What to Know
- Gov. Cuomo said that he will submit legislation to require telecommunications company to warn customers about suspected robocalls and to allow them to block them
- The governor’s proposal comes after Trump this week signed a bill to help reduce the torrent of unwanted calls
- They have not only caused irritation, but also have defrauded people out of millions of dollars and disrupted hospital operations
New Yorkers could get some reprieve from robocalls under a proposal from the governor and new federal protections signed this week by President Donald Trump.
Gov. Andrew Cuomo said Tuesday that he will submit legislation to require telecommunications company to warn customers about suspected robocalls and to allow them to block them.
The Democrat said his legislation, which is part of his 2020 State of the State agenda, would also ramp up financial penalties against companies that don’t comply with the state’s Do Not Call law.
The governor’s proposal comes after Trump this week signed a bill to help reduce the torrents of unwanted calls, which in addition to irritating Americans have defrauded people out of millions of dollars and disrupted hospital operations.
Some elements of Cuomo's proposal mirror the new federal law, which calls for tougher fines when individuals intentionally violate the law. The federal law will require phone companies to help stop robocalls before they reach the consumer and do it at no additional charge.
The law signed by Trump also gives authorities more enforcement powers and could speed up measures the industry is already taking to identify robocalls. The telecommunications industry is developing a system to tell people when the Caller ID number is real.
Americans collectively get billions of robocalls each month. The governor’s office says an estimated 10.4 million robocalls are being delivered to New Yorkers daily.
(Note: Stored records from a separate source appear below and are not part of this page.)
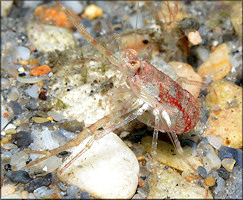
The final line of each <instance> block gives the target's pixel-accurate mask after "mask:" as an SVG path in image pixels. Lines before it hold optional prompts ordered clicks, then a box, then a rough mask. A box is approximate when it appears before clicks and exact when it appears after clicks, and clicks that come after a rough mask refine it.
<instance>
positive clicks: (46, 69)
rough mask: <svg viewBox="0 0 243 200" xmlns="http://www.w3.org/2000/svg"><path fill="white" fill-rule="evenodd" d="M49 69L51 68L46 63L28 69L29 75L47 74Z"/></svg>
mask: <svg viewBox="0 0 243 200" xmlns="http://www.w3.org/2000/svg"><path fill="white" fill-rule="evenodd" d="M50 71H51V68H50V67H49V66H48V65H41V66H38V67H35V68H34V69H32V70H30V75H31V76H39V75H40V76H43V75H45V74H48V73H49V72H50Z"/></svg>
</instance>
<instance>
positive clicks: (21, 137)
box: [16, 131, 33, 150]
mask: <svg viewBox="0 0 243 200" xmlns="http://www.w3.org/2000/svg"><path fill="white" fill-rule="evenodd" d="M32 141H33V140H32V139H31V133H30V132H27V131H19V132H18V134H17V137H16V145H17V146H18V148H20V149H21V150H22V149H24V148H27V147H28V146H29V145H30V144H31V143H32Z"/></svg>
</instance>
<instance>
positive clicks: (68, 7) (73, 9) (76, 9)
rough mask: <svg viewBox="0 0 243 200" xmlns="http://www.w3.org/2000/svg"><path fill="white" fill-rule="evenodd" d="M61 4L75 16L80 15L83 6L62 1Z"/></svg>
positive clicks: (77, 1)
mask: <svg viewBox="0 0 243 200" xmlns="http://www.w3.org/2000/svg"><path fill="white" fill-rule="evenodd" d="M62 4H63V5H64V6H65V7H67V8H69V9H71V10H72V11H73V12H75V13H76V14H80V13H81V12H82V11H83V5H82V4H81V3H80V2H79V1H63V2H62Z"/></svg>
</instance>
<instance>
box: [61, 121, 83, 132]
mask: <svg viewBox="0 0 243 200" xmlns="http://www.w3.org/2000/svg"><path fill="white" fill-rule="evenodd" d="M83 127H84V123H83V122H79V121H77V120H72V121H67V122H63V123H61V124H60V129H65V130H66V131H70V132H75V131H80V132H81V131H82V130H83Z"/></svg>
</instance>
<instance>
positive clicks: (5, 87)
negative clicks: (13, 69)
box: [1, 78, 10, 91]
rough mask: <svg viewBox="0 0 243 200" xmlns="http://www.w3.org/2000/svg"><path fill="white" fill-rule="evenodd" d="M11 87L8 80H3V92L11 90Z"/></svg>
mask: <svg viewBox="0 0 243 200" xmlns="http://www.w3.org/2000/svg"><path fill="white" fill-rule="evenodd" d="M9 87H10V82H9V80H8V79H6V78H1V91H2V90H5V89H9Z"/></svg>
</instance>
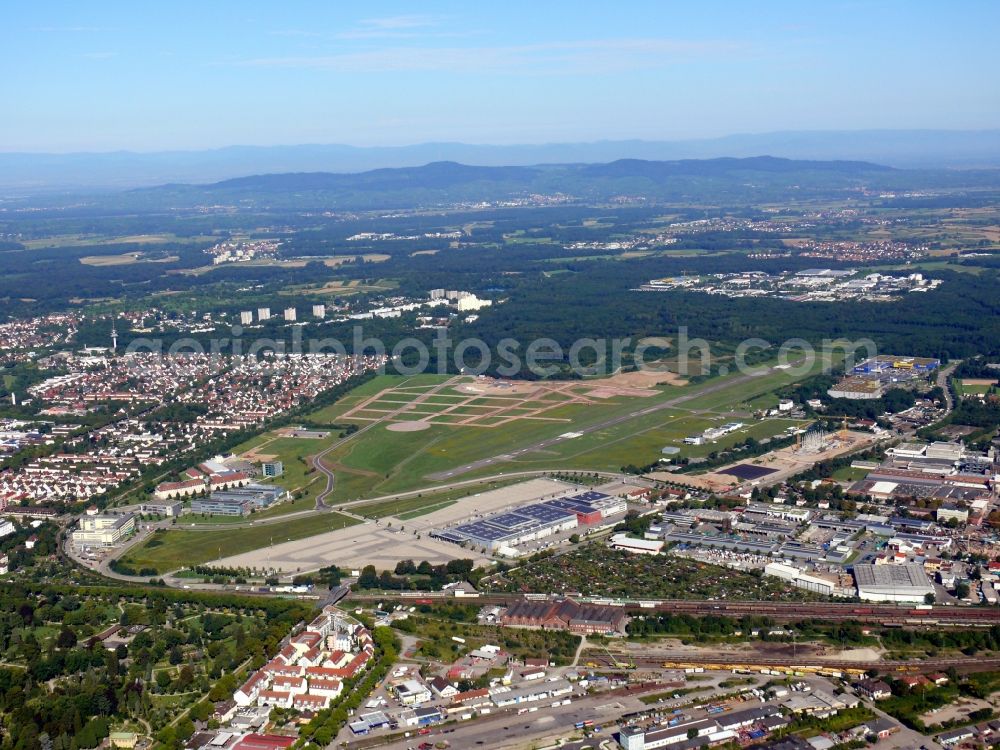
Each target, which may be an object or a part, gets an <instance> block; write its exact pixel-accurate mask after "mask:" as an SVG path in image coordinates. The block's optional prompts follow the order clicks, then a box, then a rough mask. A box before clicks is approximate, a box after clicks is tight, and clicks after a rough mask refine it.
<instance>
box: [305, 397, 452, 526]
mask: <svg viewBox="0 0 1000 750" xmlns="http://www.w3.org/2000/svg"><path fill="white" fill-rule="evenodd" d="M458 380H459V378H458V377H454V378H449V379H448V380H446V381H445V382H443V383H439V384H438V385H436V386H434V387H433V388H431V389H430V390H429V391H427V392H426V393H421V394H420V395H419V396H417V397H416V398H415V399H413V401H410V402H408V403H406V404H404V405H403V406H401V407H400V408H398V409H396V410H395V411H391V412H387V413H386V414H385V415H383V416H382V417H380V418H379V419H377V420H376V421H374V422H369V423H368V424H366V425H365V426H364V427H362V428H361V429H359V430H356V431H355V432H352V433H351V434H350V435H347V436H345V437H342V438H341V439H340V440H336V441H334V442H333V443H331V444H330V445H329V446H327V447H326V448H324V449H323V450H322V451H320V452H319V453H317V454H316V455H314V456H312V457H311V458H310V459H309V465H310V466H312V467H313V468H314V469H316V471H318V472H319V473H320V474H322V475H323V476H324V477H326V487H324V488H323V491H322V492H320V493H319V494H318V495H317V496H316V510H321V511H322V510H330V506H329V505H327V504H326V499H327V498H328V497H329V496H330V495H332V494H333V488H334V486H335V485H336V477H334V475H333V470H332V469H330V468H329V467H328V466H326V464H324V463H323V459H324V458H326V457H327V456H328V455H329V454H330V453H332V452H333V451H335V450H336V449H337V448H339V447H340V446H342V445H343V444H344V443H346V442H348V441H349V440H352V439H354V438H356V437H357V436H358V435H362V434H364V433H366V432H368V431H369V430H370V429H372V428H374V427H377V426H378V425H380V424H382V423H383V422H385V421H386V420H389V419H392V418H393V417H397V416H399V415H400V414H402V413H403V412H405V411H409V410H411V409H413V408H414V407H415V406H416V405H417V404H420V403H421V402H423V401H425V400H427V399H428V398H430V397H431V396H433V395H435V394H437V393H438V392H439V391H441V390H442V389H444V388H449V387H451V386H452V385H454V384H455V382H457V381H458ZM405 384H406V381H403V383H402V385H405Z"/></svg>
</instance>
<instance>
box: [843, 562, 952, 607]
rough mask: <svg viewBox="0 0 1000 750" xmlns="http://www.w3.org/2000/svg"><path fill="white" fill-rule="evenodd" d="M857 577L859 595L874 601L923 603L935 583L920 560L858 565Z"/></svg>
mask: <svg viewBox="0 0 1000 750" xmlns="http://www.w3.org/2000/svg"><path fill="white" fill-rule="evenodd" d="M854 581H855V583H856V584H857V587H858V597H859V598H860V599H863V600H865V601H871V602H913V603H916V604H920V603H923V601H924V598H925V597H926V596H927V594H933V593H934V587H933V586H932V585H931V582H930V580H929V579H928V578H927V573H926V572H925V571H924V566H923V565H919V564H917V563H904V564H902V565H893V564H890V565H868V564H864V565H855V566H854Z"/></svg>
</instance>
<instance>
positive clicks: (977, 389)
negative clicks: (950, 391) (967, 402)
mask: <svg viewBox="0 0 1000 750" xmlns="http://www.w3.org/2000/svg"><path fill="white" fill-rule="evenodd" d="M951 382H952V384H953V385H954V386H955V393H956V394H958V396H959V398H964V397H966V396H985V395H986V394H987V393H989V392H990V391H992V390H994V389H995V388H996V386H997V381H996V380H992V379H989V378H954V379H953V380H952V381H951Z"/></svg>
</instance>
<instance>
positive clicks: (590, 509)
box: [545, 498, 597, 513]
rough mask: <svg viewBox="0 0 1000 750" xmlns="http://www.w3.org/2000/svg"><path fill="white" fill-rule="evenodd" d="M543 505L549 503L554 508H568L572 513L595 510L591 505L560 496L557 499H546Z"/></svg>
mask: <svg viewBox="0 0 1000 750" xmlns="http://www.w3.org/2000/svg"><path fill="white" fill-rule="evenodd" d="M545 505H551V506H552V507H554V508H561V509H563V510H569V511H572V512H574V513H593V512H594V511H595V510H597V509H596V508H595V507H594V506H593V505H588V504H587V503H580V502H576V501H575V500H570V499H567V498H560V499H558V500H546V501H545Z"/></svg>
It’s already illegal to fake numbers on Caller ID to defraud or cause harm under federal law. Scams are also prohibited, as are automated telemarketing calls from legitimate companies that don’t already have written permission.
But enforcement has been tough. Federal agencies have fined scammers hundreds of millions of dollars, but it has been difficult to collect. Many of the callers are overseas.
The federal law also does nothing about telemarketing calls that aren’t automated.